Why retirement savings withdrawal should be your ‘last dip’

EPF depositors stand to lose tens of thousands of ringgit in compounding interest from the amount advanced via the i-Sinar facility

by ALIFAH ZAINUDDIN / pic by MUHD AMIN NAHARUL

THE Employees Provident Fund (EPF) has advised depositors to seek assistance, assess their situation and consider alternatives before deciding to tap into their retirement fund.

EPF CEO Tunku Alizakri Raja Muhammad Alias said depositors stand to lose tens of thousands of ringgit in compounding interest from the amount advanced via its latest i-Sinar facility. He said an individual depositor may take years before the amount can be recouped.

“My advice is to set up an emergency budget first, assess what you need exactly and how much, what is available for you out there and what your personal savings look like. You should only go for your retirement savings only when there is a gap (to be filled),” Tunku Alizakri said at a media briefing in Kuala Lumpur recently. “Retirement savings should be the last dip.”

The EPF on Monday announced its i-Sinar facility which covers affected members who have lost their jobs, given unpaid leave, or have no other source of income.

Eligible members can start applying from December 2020, with the first crediting to take place by end-January 2021.

Those with savings of RM90,000 and below in their Account 1 have access to advance any amount up to RM9,000. The amount advanced will be staggered over a period of six months, with an increased first advance of up to RM4,000.

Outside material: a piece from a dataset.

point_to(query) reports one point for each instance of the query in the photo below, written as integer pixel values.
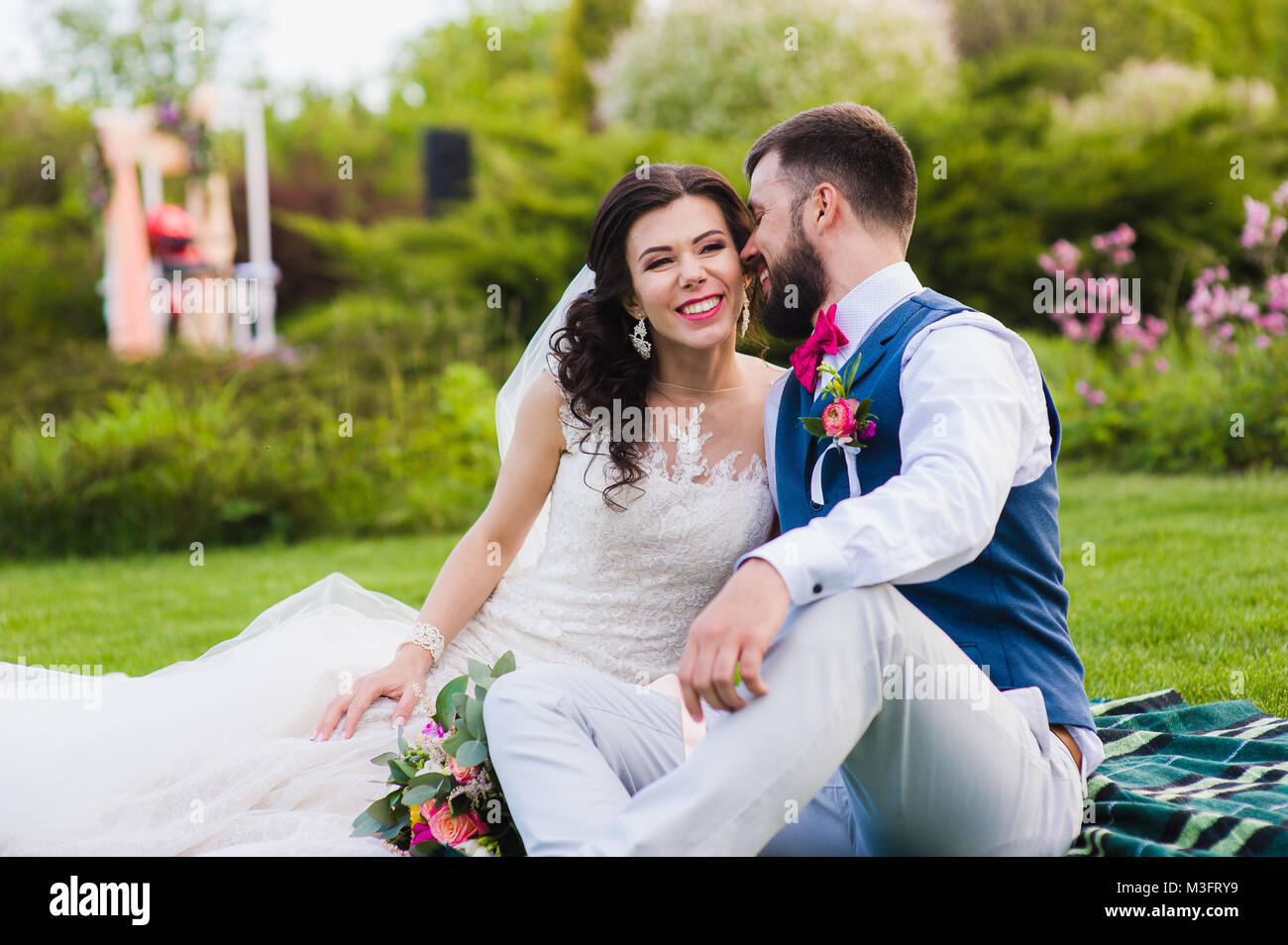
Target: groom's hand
(734, 630)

For those with savings above RM90,000 in their Account 1, they have access to advance up to 10% of their savings, with the maximum amount allowed capped at RM60,000. The amount advanced will be staggered over a period of six months with an increased first advance of up to RM10,000.

The EPF made several permutations from their data to give a projection on the potential amount lost from the sum taken out.

graphic by MZUKRI MOHAMAD

Lily, 30, Former Service Manager

The first permutation given is Lily, who is 30 years of age and has one child. She was earning around RM4,000 as a service manager before she lost her job in May 2020.

She has RM65,000 in her EPF Account 1, which makes the eligible amount she can advance via i-Sinar at RM9,000. If the amount is pulled out in full, Lily will be left with RM56,000.

The RM9,000 advance via i-Sinar would mean that she would lose out roughly RM24,000 in compounded interest on a conservative estimate if the money is withdrawn when she hits the retirement age of 55. To recover the amount, Lily would have to work an additional five years.

“Bear in mind, this is not inclusive of withdrawals made via i-Lestari. If Lily opts to withdraw another RM6,000 (RM500 for 12 months) via i-Lestari from her EPF Account 2, the compounding rate would be even greater and the time it takes to recoup the amount would be longer,” Tunku Alizakri said.

Daniel, 40, Pilot on Unpaid Leave

The second scenario involves Daniel, who is now on unpaid leave. Daniel has RM380,000 in his EPF Account 1, which means he will be able to advance a maximum amount of RM38,000 via i-Sinar.

The compounding effect on the amount pulled out by Daniel is estimated at RM68,500, as he has 15 years before he hits 55. To recover the amount lost, Daniel would have to remain employed and delay his retirement by another five years.

“So, these are the implications to recoup that same amount of money for retirement. For some, their retirement has to be stretched out. They can’t retire at 55,” Tunku Alizakri said.

“We are not saying you can’t go into it but do it with care, do it with your eyes open, and do it with rationality.”

To determine the right amount to be applied under i-Sinar, members are strongly urged to first seek financial advice from EPF’s Retirement Advisory Services and/or the Credit Counselling and Debt Management Agency.